The word Hohokam is a Piman language term for “all used up” or “exhausted,” and the name given by archeologists to the ancient farming peoples of the southern deserts of Arizona.

The Hohokam lived in the Phoenix Basin along the Gila and Salt Rivers, in southern Arizona along the Santa Cruz and San Pedro Rivers, and north on the Lower Verde River and along the New and Agua Fria Rivers. Hohokam influences were even more widespread, with Hohokam-style architecture and artifacts as far north as Flagstaff, Arizona, south into northern Sonora, Mexico, and east into southwestern New Mexico.

Hohokam ruins, including the covered Great House
Hohokam ruins at Casa Grande Ruins National Monument

NPS

The Hohokam were, in the words of archeologist Emil Haury, “masters of the desert.” Their cultural pattern existed from the first years A.D. through about A.D. 1450, barely 90 years before Spanish explorers arrived in the Southwest. During this time, they achieved remarkable successes. The Hohokam are probably most famous for their creation of extensive irrigation canals along the Salt and Gila rivers. In fact, the Hohokam had the largest and most complex irrigation systems of any culture in the New World north of Peru. Not even the complex societies in Mesoamerica had such extensive irrigation canals. Accompanying the canals were extensive villages that covered hundreds of acres and were occupied by several hundred people. Within the villages were monumental public works. Early in the Hohokam cultural sequence these consisted of ball courts and small, low, circular mounds made of earth. Later, the low circular mounds were replaced by much larger, rectangular “platform mounds” of earth, rock, and adobe covered with structures and courtyards built on top.

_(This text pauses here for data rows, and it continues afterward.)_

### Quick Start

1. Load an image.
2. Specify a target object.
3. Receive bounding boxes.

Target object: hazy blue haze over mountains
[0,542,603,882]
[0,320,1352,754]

Hohokam villages are remarkable in the ancient Southwest for their stability. Unlike ancient pueblo towns, which often were abandoned after a few decades, some Hohokam villages were continuously occupied for up to 1,500 years or more. Hohokam villages also show that society was organized in a hierarchical fashion. The Hohokam represent one of the largest and most complex societies in the Southwest. At the cultural peak of the Hohokam in the “Classic” period of the A.D. 1100s through 1400s, there were tens of thousands of Hohokam people living in large villages scattered throughout the Phoenix and Tucson basins. Hohokam farmers truly had mastered the desert, in the sense that they were able to successfully grow crops in the same locations for hundreds of years and create a large, well-organized, prospering society.

Why this once-flourishing cultural pattern came to an end remains a mystery. Whatever the answer, however, people remained, descendants of whom include the Pima and Tohono O'odham of southern Arizona.